Словно желая подчеркнуть последнее слово, в небе прогремел гром. Светосферы, свисающие на цепях с потолка каюты, моргнули и закачались на цепях в такт волнению океана. Путевой дневник пополз со столешницы, но женщина резко придавила его рукой. К счастью, сам стол был привинчен к полу, как и вся прочая мебель, покрытая замысловатыми резными узорами. В заливе Исхода часто свирепствовали бури, и корабли, бороздящие его воды, строили с расчетом на ярость стихии. Тем не менее любому морскому переходу сопутствовали опасности, и здесь ежегодно погибало несколько судов.
– Исход взыщет плату, – сказала Асената Гиад вслух, хотя и находилась в каюте одна. – Пусть же гневный взор Его отсечет нас от неправедности!
Так происходило всегда. Паломники не могли – не имели права – рассматривать путешествие к священному архипелагу Витарна как простую формальность, поэтому единственный космопорт планеты располагался на далеком острове Розетта. Странникам приходилось добираться до Кольца Коронатус через океан, и вояж, продолжавшийся одиннадцать дней, сам по себе был таинством. Пилигримов ожидали испытания на отвагу сердца и крепость желудка, но в первую очередь – на стойкость веры. Хотя принадлежащие секте баржи типа «Всепрощение» отличались прочностью корпусов и проходили торжественные обряды благословения, преодолевали залив они только по милости Императора.
Сквозь вой шквалов пробился звон корабельной рынды: колокол сзывал в часовню монахов–исходников. Им предстояло вновь и вновь читать литанию Исхода, пока шторм не умиротворится… или не взыщет платы. Эти иноки, обязанные служить на судне, имели право говорить только во время обряда, но утверждалось, что слова молитвы всегда звучат в их мыслях.
– В море я бросаю себя, дабы познал Он веру мою, – провозгласила Асената, вспомнив нужные фразы так отчетливо, будто произносила их только вчера. – В буре я бичую себя, дабы ощутил Он пламя мое. – Гиад замешкалась, но не потому, что забыла последнюю строку. – В бесконечность я раскрываю себя, дабы осудил Он меня за грехи.
«Надеюсь, мои прегрешения не обвинят всех нас», – подумала сестра, хотя и полагала такое маловероятным.
Несмотря на все ее недостатки, у Бога–Императора еще имелись замыслы насчет Асенаты: возвратиться на Витарн ее побудил сон, настолько яркий и часто повторяющийся, что его нельзя было не счесть знамением свыше.
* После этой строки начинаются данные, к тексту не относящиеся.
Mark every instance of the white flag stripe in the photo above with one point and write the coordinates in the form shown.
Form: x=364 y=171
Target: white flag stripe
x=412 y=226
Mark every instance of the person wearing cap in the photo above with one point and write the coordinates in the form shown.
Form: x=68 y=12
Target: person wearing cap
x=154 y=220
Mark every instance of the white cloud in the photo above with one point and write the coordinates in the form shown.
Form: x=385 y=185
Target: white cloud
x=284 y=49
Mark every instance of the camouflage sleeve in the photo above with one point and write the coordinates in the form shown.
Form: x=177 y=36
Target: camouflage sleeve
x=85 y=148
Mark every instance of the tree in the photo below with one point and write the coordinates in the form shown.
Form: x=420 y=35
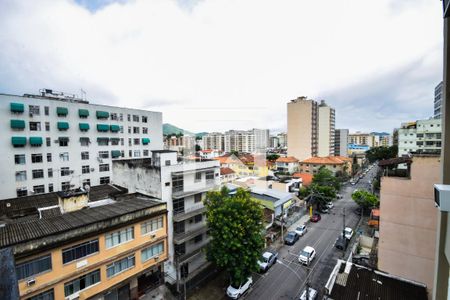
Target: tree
x=235 y=225
x=365 y=199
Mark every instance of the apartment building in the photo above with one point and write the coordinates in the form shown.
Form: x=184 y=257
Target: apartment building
x=310 y=128
x=68 y=245
x=341 y=142
x=422 y=136
x=183 y=186
x=55 y=141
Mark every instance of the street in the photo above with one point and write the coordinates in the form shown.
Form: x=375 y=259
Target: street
x=287 y=278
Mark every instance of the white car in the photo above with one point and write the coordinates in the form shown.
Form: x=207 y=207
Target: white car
x=348 y=233
x=312 y=294
x=235 y=292
x=301 y=230
x=307 y=255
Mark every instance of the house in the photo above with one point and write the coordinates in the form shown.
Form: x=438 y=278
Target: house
x=335 y=164
x=287 y=164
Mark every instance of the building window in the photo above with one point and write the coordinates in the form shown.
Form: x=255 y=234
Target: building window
x=103 y=154
x=38 y=173
x=84 y=155
x=152 y=251
x=104 y=167
x=21 y=175
x=65 y=186
x=36 y=158
x=119 y=237
x=104 y=180
x=85 y=169
x=65 y=171
x=79 y=251
x=19 y=159
x=34 y=110
x=152 y=225
x=120 y=266
x=64 y=156
x=35 y=126
x=34 y=267
x=39 y=189
x=81 y=283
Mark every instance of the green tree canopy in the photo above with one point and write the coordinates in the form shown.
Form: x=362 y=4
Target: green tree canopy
x=235 y=225
x=365 y=199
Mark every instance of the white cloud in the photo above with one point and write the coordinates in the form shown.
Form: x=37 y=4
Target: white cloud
x=224 y=63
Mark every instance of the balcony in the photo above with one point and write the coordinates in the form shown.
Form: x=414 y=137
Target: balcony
x=189 y=212
x=180 y=238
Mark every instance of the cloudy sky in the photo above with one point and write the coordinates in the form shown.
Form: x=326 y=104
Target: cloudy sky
x=230 y=64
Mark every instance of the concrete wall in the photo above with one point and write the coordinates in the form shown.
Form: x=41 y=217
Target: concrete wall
x=408 y=222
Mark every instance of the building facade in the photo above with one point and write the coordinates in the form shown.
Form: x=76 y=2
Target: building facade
x=341 y=142
x=53 y=142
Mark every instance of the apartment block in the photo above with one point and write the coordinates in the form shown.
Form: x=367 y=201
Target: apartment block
x=55 y=141
x=183 y=186
x=68 y=245
x=422 y=136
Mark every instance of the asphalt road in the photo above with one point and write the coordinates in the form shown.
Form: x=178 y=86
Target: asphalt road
x=287 y=278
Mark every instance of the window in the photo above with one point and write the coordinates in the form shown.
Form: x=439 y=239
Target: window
x=64 y=156
x=104 y=167
x=65 y=186
x=19 y=159
x=152 y=251
x=35 y=126
x=21 y=175
x=36 y=158
x=79 y=251
x=34 y=110
x=33 y=267
x=39 y=189
x=120 y=266
x=38 y=173
x=103 y=154
x=84 y=155
x=119 y=237
x=65 y=171
x=152 y=225
x=81 y=283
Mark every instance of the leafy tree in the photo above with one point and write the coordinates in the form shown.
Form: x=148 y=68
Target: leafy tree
x=365 y=199
x=235 y=225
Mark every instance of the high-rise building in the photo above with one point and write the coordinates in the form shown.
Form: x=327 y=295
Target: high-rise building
x=438 y=91
x=341 y=142
x=56 y=141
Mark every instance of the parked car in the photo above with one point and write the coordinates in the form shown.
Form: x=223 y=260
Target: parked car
x=301 y=230
x=312 y=294
x=291 y=238
x=235 y=292
x=348 y=232
x=267 y=260
x=316 y=217
x=307 y=255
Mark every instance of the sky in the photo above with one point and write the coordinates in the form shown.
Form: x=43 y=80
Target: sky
x=215 y=65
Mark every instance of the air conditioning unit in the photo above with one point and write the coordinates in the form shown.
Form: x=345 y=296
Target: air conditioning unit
x=31 y=282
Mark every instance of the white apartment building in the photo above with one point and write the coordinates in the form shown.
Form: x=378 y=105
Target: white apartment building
x=422 y=136
x=183 y=186
x=55 y=141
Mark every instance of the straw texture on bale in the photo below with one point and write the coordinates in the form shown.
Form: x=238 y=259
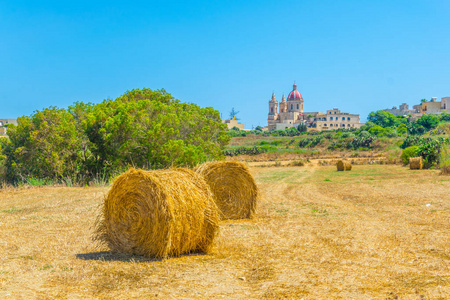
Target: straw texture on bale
x=344 y=165
x=416 y=163
x=233 y=187
x=158 y=214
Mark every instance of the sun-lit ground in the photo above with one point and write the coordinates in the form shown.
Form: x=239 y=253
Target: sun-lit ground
x=376 y=232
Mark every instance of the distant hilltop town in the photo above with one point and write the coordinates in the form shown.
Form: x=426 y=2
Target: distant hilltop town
x=4 y=123
x=432 y=107
x=289 y=113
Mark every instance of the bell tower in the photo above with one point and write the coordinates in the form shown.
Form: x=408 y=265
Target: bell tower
x=273 y=113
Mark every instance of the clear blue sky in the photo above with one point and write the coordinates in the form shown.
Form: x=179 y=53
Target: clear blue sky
x=359 y=56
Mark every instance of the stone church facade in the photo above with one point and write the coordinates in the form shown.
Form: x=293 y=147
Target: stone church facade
x=289 y=113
На родине ее ждала некая миссия, даже если Гиад еще не знала, какая именно.
Каюта вновь покачнулась, и в иллюминаторах сверкнула молния. На несколько мгновений мир превратился в дрожащий черно–белый негатив самого себя. Чуть позже по внешней стене забарабанили капли воды – на судно обрушился дождевой заряд.
Асената осознала, что улыбается. Как же приятно вернуться домой!
Устыдившись своего воодушевления, Гиад снова перевела взгляд на дневник. Стоило ей перечесть текст, как улыбка сменилась хмурой гримасой. Она выбрала неподобающий стиль: в частности, явно перебрала с восклицательными знаками. Обычно сестра не выказывала такой беспечности, такой… порывистости. Несомненно, свою роль здесь сыграл шторм, но гораздо больше влиял на нее сам факт пребывания на Витарне – и, прежде всего, шанс снова увидеть Первый Свет. Считалось, что сакральное пламя, которое уже дольше тысячи лет горело на шпиле великого собора Кольца Коронатус, зажег сам Истерзанный Пророк.
– «Истина – наш первый и последний неугасимый свет», – процитировала Асената. – «Говори лишь о том, что видишь и чего ищешь, ибо все иное – тьма».
Так звучали открывающая и закрывающая строки священного писания секты. Они закольцовывали великий круг откровения ее основателя. С тех пор как девятилетнюю Гиад постригли в Адепта Сороритас, она произносила эти слова каждую ночь – даже в мучительные годы кровавой третьей жизни, – но никогда еще не воспринимала их смысл так отчетливо.
«Мой доклад вызывает тревогу, потому что он честен», – рассудила женщина.
Кто–то захихикал, насмешливо и гортанно.
Резко обернувшись, Асената коснулась приколотого над сердцем значка в форме свечи и осмотрела каюту. Неровный свет не рассеивал тени в углах, однако они пустовали. Гиад была одна, если не считать стилизованных портретов Сестер Битвы, вырезанных на деревянной обшивке стен. Воительницы в броне неодобрительно взирали на нее глазами, раскрашенными эмалью.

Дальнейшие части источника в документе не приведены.